Sonographically, intussusception appears as a layered mass with alternating echogenicity, producing classic signs such as the "target" or "donut" sign in transverse views and the "sandwich" or "pseudo-kidney" sign in longitudinal views [1,2]. However, in adults, the "donut" sign is less frequent and often distorted due to tumor-related changes [1]. Bowel wall thickening and overall lesion size are significantly greater than in children, reflecting neoplastic involvement [3]. Mesenteric lymphadenopathy is also less common in adults, whereas it is a frequent finding in pediatric ileocolic intussusception [4]. Recognizing these sonographic differences is crucial for early suspicion, guiding further imaging with CT, and differentiating intussusception from other bowel pathologies with overlapping presentations.

CLINICAL PERSPECTIVE:

In adult ileocolic intussusception with suspected malignancy, surgical resection without prior reduction is standard to prevent tumor dissemination. Right hemicolectomy is typically indicated, ensuring oncologic integrity. However, given the patient’s advanced age and significant weight loss, the oncologic stage remains uncertain. If the malignancy is advanced, surgery may not provide a meaningful survival benefit, exposing the patient to perioperative risks without improving prognosis.

THERAPY PLANNING:

In this case, CT allowed for local staging, and a chest X-ray ruled out the primary site of distant metastasis. Given the presence of acute obstruction, the patient underwent urgent surgery. The imaging findings played a crucial role in guiding management, confirming the need for immediate intervention while ensuring an appropriate oncologic assessment.

OUTCOME & PROGNOSIS:

The patient underwent a successful right hemicolectomy with ileocolic anastomosis due to ileocolic intussusception causing acute obstruction. Histopathological analysis confirmed adenocarcinoma with clean surgical margins. The immediate prognosis is favorable, with resolution of the acute obstruction. Given the clear margins, further oncological follow-up is recommended to assess for recurrence or metastasis. Radiological monitoring will be essential for early detection of any signs of recurrence.
5Teaching Points
When intussusception is suspected in adults, particularly in the ileocolic region, consider the possibility of an underlying malignancy. Neoplastic causes often lead to greater bowel wall thickening, larger lesion size, and altered imaging characteristics compared to benign cases, which are typically smaller and more uniform.
6References
[1.] Honjo H, Mike M, Kusanagi H, Kano N. Adult intussusception: a retrospective review. World J Surg 2015; 39(1): 134-138.

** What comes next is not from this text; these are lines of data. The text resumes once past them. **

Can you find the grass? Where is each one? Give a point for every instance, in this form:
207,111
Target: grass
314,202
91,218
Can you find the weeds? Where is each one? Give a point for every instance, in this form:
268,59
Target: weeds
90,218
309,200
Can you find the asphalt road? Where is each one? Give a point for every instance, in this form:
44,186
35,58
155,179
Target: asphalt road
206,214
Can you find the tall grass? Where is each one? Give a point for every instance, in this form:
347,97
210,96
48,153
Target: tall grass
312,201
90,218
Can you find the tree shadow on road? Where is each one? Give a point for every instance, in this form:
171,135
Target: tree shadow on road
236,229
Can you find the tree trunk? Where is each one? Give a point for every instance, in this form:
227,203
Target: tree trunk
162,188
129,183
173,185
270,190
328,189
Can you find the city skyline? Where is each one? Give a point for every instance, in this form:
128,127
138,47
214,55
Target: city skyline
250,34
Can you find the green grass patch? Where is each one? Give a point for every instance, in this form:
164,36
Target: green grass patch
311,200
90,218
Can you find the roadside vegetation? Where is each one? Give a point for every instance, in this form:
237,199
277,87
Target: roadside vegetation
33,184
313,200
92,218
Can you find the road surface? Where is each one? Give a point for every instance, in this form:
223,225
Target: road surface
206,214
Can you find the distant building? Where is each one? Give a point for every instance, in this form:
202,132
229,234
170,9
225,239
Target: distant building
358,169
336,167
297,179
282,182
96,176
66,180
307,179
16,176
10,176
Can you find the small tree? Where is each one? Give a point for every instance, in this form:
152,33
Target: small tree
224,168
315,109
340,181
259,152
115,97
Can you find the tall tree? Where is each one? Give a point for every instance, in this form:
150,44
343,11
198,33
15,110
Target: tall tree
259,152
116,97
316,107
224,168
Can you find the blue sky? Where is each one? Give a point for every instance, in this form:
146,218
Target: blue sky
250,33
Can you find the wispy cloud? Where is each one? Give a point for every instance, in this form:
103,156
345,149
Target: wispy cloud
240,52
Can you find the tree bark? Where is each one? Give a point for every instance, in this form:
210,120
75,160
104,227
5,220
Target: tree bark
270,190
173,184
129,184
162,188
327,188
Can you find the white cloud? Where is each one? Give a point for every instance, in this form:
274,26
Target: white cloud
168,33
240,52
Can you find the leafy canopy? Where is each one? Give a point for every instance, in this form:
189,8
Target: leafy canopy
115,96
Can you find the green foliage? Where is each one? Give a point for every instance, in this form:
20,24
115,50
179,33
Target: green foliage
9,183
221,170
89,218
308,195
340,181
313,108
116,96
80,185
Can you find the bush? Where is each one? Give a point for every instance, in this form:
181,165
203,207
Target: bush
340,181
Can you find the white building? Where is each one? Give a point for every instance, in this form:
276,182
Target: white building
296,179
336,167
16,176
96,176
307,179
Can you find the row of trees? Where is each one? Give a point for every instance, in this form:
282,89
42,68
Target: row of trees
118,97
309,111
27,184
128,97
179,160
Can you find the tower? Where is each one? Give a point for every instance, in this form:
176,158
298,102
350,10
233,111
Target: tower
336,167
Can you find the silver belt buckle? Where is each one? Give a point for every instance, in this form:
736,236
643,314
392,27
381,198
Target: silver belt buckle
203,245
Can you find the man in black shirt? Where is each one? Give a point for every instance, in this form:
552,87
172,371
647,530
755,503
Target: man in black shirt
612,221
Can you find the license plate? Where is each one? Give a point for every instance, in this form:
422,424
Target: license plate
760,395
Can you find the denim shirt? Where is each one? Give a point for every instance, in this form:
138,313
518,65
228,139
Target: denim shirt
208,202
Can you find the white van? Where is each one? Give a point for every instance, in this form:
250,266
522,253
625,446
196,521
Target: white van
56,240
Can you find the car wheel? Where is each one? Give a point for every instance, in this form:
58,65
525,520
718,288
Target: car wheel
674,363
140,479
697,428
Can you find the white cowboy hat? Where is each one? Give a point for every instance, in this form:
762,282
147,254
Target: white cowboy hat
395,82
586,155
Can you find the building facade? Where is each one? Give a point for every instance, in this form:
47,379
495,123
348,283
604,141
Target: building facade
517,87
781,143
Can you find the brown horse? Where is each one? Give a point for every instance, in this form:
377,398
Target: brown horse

[2.] Chand J, R R, Ganesh MS. Adult intussusception: a systematic review of current literature. Langenbecks Arch Surg 2024; 409(1): 235.

[3.] Park NH, Park SI, Park CS, et al. Ultrasonographic findings of small bowel intussusception, focusing on differentiation from ileocolic intussusception. Br J Radiol 2007; 80(958): 798-802.

[4.] Subramaniam S, Chen AE, Khwaja A, Rempell R. Point-of-care ultrasound for differentiating ileocolic from small bowel-small bowel intussusception. J Emerg Med 2022; 62(1): 72-82.